El recorrido por este inventario hace pensar en el lugar que ocupan esos objetos: dónde están almacenados, a la espera de quién, qué uso se les dará si no consiguen llamar la atención, o si lo consiguen. Y, junto a estas preguntas por el lugar o el uso, también, inevitablemente, el otro lado de la pantalla, el campo no menos vasto de la Ética: “¿Quién quiere ver eso?, ¿por qué y para qué? Pero, más allá, ¿tenemos derecho a denunciarlo, a censurarlo o a criticarlo como yo estoy haciendo aquí y ahora? ¿Eres tú uno de los consumidores? Y si es así, ¿cómo soportas tanto infierno, tanta carne humana mancillada?”. Quizá Grande no sólo sea entonces un fetichista de planetas y webs, como podría pensarse (¿pasar revista a internet?, ¿un catálogo poético de lo virtual?), quizá su mirada -la mirada poética- sea la única capaz de recoger todos esos objetos, de no olvidarlos, aunque sea a fuerza de sacrificar, desde dentro de la vorágine de soledad y espanto que describe, esperanzas y sueño.
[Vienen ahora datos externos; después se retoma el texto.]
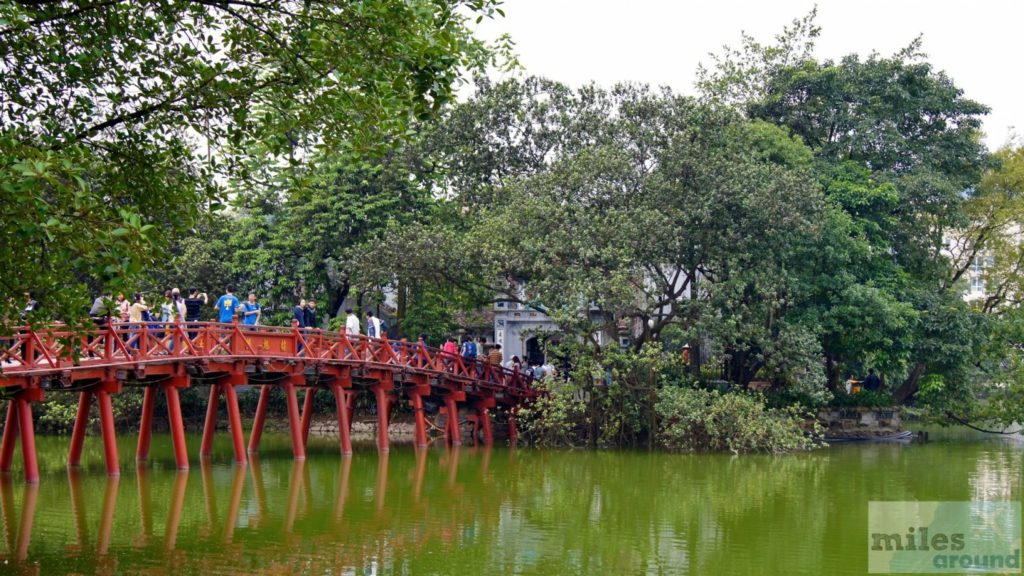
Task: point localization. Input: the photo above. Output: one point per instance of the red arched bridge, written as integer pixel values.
(175, 356)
“¿Cómo le digo que no puedo encontrarme? Eso ya lo sabe, pero necesito decírselo de nuevo, necesito a alguien que lo escuche.
Cinco minutos más y apago. Hasta menos cuarto y cierro el chat.
O hasta las dos: que mañana es domingo y yo soy una mierda.”
En esta crónica digital el ejercicio de estilo es lo de menos: ni la crónica, ni lo digital deben importar demasiado a la hora de juzgarla. Sumérjase el lector en sus páginas y abrirá una puerta desconocida, hermosa y terrible, a esa cara oculta nuestra, suya, en que se ha convertido internet.
Crónica digital de Carlos Grande, de Francisco José Martínez Morán. Ediciones Evohé. Colección Intravagantes, 2013. 160 páginas, 14,50 €.